I have a dataset as follows, only with more rows:
import pandas as pd
data = {'First': ['First value','Third value','Second value','First value','Third value','Second value'],
'Second': ['the old man is here','the young girl is there', 'the old woman is here','the young boy is there','the young girl is here','the old girl is here']}
df = pd.DataFrame (data, columns = ['First','Second'])
i have calculated the fuzzywuzzy average for the entire dataset like this:
from fuzzywuzzy import fuzz
from fuzzywuzzy import process
def similarity_measure(doc1, doc2):
return fuzz.token_set_ratio(doc1, doc2)
d= df.groupby('First')['Second'].apply(lambda x: (', '.join(x)))
d= d.reset_index()
all=[]
for val in list(combinations(range(len(d)), 2)):
all.append(similarity_measure(d.iloc[val[0],1],d.iloc[val[1],1]))
avg = sum(all)/len(all)
print('lexical overlap between all example pairs in the dataset is: ', avg)

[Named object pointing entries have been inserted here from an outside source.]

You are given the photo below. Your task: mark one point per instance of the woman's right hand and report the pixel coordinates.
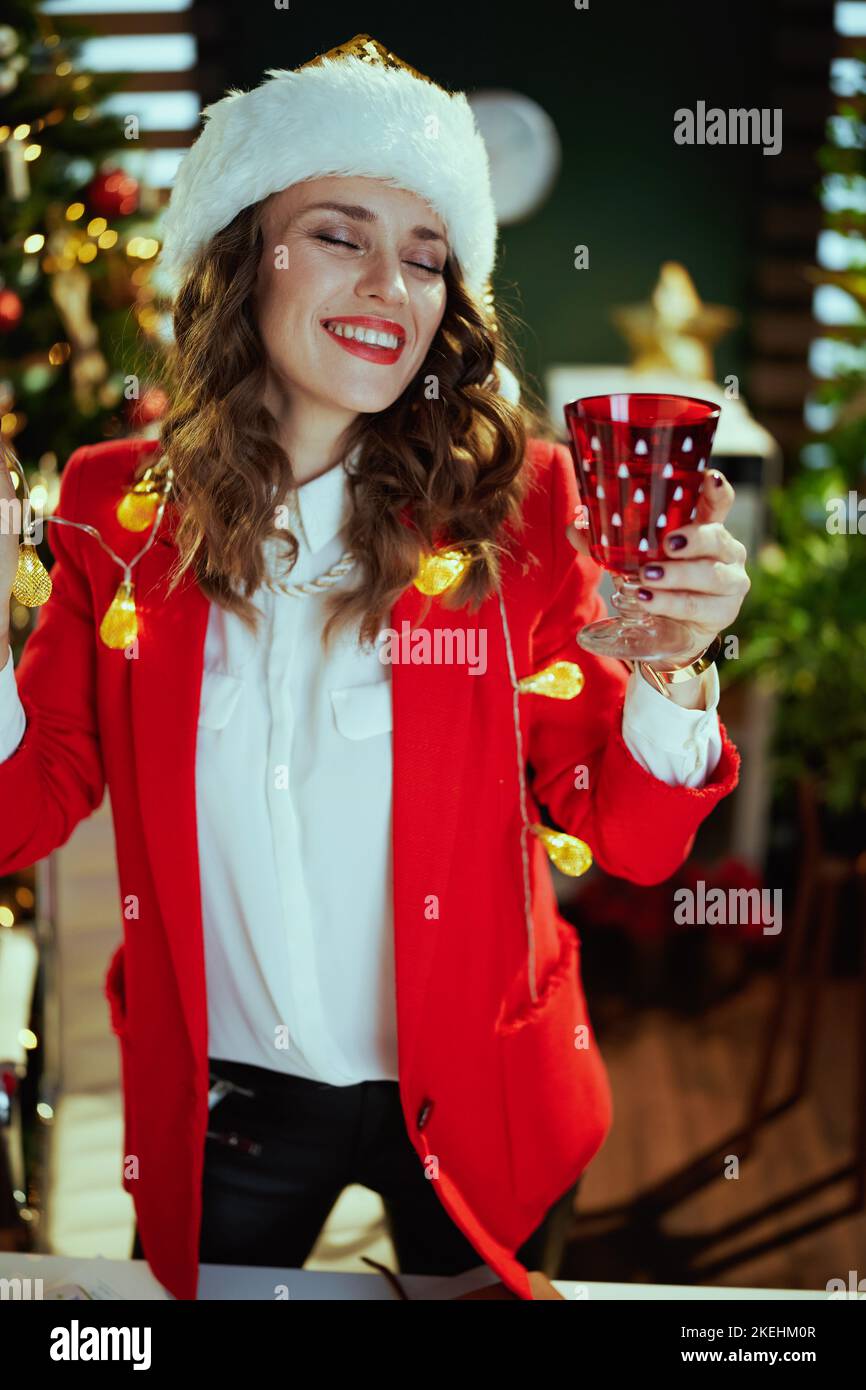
(9, 556)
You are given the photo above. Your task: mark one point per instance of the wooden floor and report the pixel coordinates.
(680, 1089)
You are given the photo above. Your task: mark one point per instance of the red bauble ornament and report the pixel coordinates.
(11, 310)
(113, 193)
(152, 405)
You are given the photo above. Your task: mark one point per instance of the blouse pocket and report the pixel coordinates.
(220, 695)
(363, 710)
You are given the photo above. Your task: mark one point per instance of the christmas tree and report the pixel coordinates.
(81, 330)
(81, 335)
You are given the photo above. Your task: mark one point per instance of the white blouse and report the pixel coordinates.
(293, 819)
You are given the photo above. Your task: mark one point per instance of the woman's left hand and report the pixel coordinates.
(702, 581)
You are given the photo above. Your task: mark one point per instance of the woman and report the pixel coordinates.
(342, 955)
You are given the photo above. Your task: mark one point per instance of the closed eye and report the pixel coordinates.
(339, 241)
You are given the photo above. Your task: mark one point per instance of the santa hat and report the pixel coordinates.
(355, 110)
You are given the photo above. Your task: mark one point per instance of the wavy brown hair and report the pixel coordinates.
(453, 467)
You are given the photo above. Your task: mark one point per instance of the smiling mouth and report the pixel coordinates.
(371, 344)
(360, 334)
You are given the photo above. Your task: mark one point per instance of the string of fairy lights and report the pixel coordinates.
(143, 505)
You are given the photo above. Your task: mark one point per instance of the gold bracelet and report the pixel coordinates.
(662, 679)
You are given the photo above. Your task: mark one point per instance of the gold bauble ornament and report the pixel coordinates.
(138, 508)
(562, 680)
(32, 585)
(120, 624)
(441, 571)
(570, 855)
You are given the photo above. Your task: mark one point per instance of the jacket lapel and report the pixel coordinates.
(166, 692)
(428, 755)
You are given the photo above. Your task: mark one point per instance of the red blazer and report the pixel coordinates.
(491, 1080)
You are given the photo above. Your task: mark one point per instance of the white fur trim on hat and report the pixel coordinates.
(342, 117)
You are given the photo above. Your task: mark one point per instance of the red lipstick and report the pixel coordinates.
(385, 356)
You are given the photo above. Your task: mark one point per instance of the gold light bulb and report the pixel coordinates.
(32, 585)
(136, 509)
(562, 680)
(570, 855)
(441, 570)
(120, 624)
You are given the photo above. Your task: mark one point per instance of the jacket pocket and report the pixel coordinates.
(220, 694)
(556, 1091)
(116, 991)
(363, 710)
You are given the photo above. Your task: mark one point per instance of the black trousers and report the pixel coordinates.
(277, 1159)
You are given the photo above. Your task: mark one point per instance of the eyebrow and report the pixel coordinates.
(364, 214)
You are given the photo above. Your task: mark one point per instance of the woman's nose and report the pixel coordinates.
(385, 281)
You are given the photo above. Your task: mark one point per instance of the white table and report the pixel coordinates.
(131, 1279)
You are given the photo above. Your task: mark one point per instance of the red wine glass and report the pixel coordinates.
(640, 462)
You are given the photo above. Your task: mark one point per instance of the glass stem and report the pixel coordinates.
(624, 599)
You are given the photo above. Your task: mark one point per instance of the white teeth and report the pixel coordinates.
(366, 335)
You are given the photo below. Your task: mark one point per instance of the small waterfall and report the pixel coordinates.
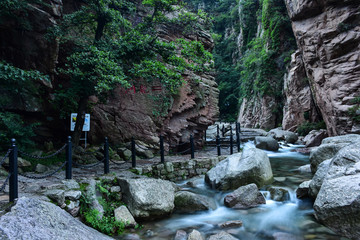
(290, 217)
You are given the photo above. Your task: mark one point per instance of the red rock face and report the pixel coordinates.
(142, 115)
(328, 37)
(298, 96)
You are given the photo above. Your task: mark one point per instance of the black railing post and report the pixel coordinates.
(106, 156)
(218, 145)
(231, 141)
(237, 136)
(133, 153)
(68, 159)
(192, 146)
(13, 184)
(162, 157)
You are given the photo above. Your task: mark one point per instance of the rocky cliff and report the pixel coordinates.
(263, 60)
(142, 112)
(325, 72)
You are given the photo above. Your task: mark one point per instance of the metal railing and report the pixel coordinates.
(13, 153)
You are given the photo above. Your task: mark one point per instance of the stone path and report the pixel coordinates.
(31, 187)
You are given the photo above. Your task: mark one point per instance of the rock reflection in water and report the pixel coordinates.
(291, 219)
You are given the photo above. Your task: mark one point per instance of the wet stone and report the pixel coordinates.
(73, 195)
(231, 224)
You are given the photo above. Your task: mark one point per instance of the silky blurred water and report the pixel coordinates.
(292, 219)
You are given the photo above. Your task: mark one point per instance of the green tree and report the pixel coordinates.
(107, 52)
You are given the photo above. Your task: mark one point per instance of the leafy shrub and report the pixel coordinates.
(107, 224)
(12, 126)
(306, 127)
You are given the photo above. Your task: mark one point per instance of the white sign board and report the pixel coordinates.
(86, 126)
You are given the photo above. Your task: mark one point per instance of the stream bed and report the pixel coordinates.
(288, 220)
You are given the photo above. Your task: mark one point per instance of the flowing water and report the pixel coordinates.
(289, 220)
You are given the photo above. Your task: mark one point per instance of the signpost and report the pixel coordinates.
(86, 126)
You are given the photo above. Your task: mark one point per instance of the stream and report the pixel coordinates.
(289, 220)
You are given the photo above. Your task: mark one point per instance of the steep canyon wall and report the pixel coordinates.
(328, 37)
(143, 112)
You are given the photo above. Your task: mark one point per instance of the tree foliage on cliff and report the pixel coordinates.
(21, 84)
(107, 49)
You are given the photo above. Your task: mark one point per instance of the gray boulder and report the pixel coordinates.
(314, 137)
(222, 236)
(329, 147)
(190, 202)
(322, 153)
(337, 204)
(180, 235)
(34, 219)
(250, 166)
(122, 214)
(317, 180)
(279, 194)
(349, 138)
(303, 190)
(244, 197)
(195, 235)
(148, 198)
(282, 135)
(266, 143)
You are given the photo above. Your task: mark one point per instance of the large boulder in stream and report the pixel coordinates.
(283, 135)
(244, 197)
(317, 180)
(266, 143)
(148, 198)
(31, 218)
(190, 202)
(337, 204)
(329, 147)
(240, 169)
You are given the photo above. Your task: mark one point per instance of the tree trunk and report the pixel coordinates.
(80, 119)
(101, 22)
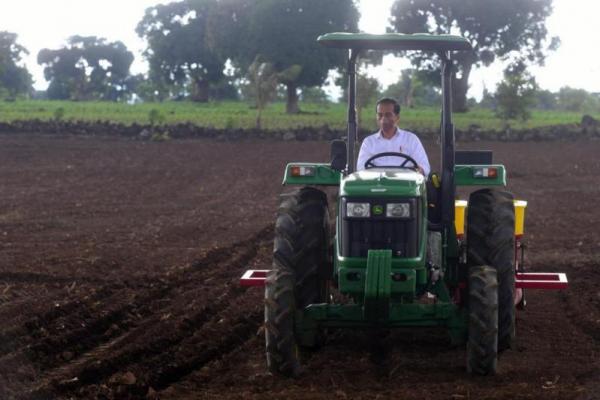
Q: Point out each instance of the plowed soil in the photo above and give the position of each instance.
(120, 260)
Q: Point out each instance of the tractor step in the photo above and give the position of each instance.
(541, 280)
(254, 277)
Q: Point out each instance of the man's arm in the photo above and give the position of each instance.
(420, 157)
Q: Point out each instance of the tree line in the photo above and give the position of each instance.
(213, 49)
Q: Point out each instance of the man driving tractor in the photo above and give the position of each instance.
(390, 139)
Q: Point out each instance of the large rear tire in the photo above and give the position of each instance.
(482, 344)
(301, 268)
(491, 241)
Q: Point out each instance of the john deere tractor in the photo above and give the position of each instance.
(399, 252)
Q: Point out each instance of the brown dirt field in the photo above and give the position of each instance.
(120, 259)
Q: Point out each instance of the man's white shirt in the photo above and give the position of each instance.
(402, 142)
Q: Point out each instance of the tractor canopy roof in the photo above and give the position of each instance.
(394, 41)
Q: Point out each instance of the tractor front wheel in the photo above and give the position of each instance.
(482, 345)
(301, 268)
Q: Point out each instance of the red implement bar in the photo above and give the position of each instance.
(523, 280)
(254, 277)
(541, 280)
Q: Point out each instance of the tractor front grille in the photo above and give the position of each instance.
(359, 235)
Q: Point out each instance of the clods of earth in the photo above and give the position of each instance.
(120, 260)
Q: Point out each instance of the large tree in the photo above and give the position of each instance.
(87, 68)
(284, 33)
(14, 79)
(182, 50)
(496, 29)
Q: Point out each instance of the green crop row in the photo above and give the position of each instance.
(241, 115)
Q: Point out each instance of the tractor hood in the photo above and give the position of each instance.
(383, 182)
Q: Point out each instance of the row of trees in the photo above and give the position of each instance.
(204, 48)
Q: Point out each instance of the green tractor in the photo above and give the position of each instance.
(399, 254)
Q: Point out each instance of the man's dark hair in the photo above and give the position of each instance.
(389, 100)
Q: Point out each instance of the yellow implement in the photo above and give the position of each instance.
(460, 207)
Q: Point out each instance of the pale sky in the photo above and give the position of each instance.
(48, 23)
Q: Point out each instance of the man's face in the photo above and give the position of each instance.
(386, 119)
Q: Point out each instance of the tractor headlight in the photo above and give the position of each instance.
(398, 210)
(358, 210)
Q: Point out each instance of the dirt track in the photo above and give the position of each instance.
(119, 263)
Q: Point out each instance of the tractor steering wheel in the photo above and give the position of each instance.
(407, 158)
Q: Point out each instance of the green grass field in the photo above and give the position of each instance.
(241, 115)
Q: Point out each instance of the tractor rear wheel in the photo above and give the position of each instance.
(482, 344)
(301, 268)
(491, 241)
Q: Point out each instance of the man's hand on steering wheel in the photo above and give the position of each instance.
(407, 159)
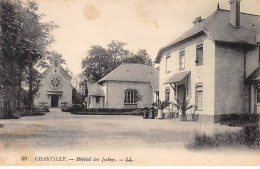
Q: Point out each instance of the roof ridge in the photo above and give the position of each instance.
(240, 12)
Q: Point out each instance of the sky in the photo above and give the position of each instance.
(142, 24)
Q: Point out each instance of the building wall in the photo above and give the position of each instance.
(66, 87)
(203, 73)
(1, 106)
(230, 89)
(94, 104)
(114, 95)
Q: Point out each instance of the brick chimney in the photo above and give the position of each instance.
(235, 12)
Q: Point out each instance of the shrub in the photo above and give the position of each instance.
(106, 111)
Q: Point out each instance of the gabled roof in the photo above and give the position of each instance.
(218, 28)
(177, 77)
(133, 72)
(94, 89)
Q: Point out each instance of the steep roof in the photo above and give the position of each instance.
(218, 28)
(255, 75)
(94, 89)
(132, 72)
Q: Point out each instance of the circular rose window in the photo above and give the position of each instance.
(55, 82)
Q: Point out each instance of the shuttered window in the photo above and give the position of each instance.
(199, 55)
(199, 98)
(182, 60)
(167, 95)
(258, 95)
(130, 97)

however, I would like to also get this average for each category in the first column separately. so, i would like something like(for example):
similarity average for sentences in First value: 85.56
similarity average for sentences in Second value: 89.01
similarity average for sentences in Third value: 90.01
so I would like to modify the for loop in a way that i would have the above output.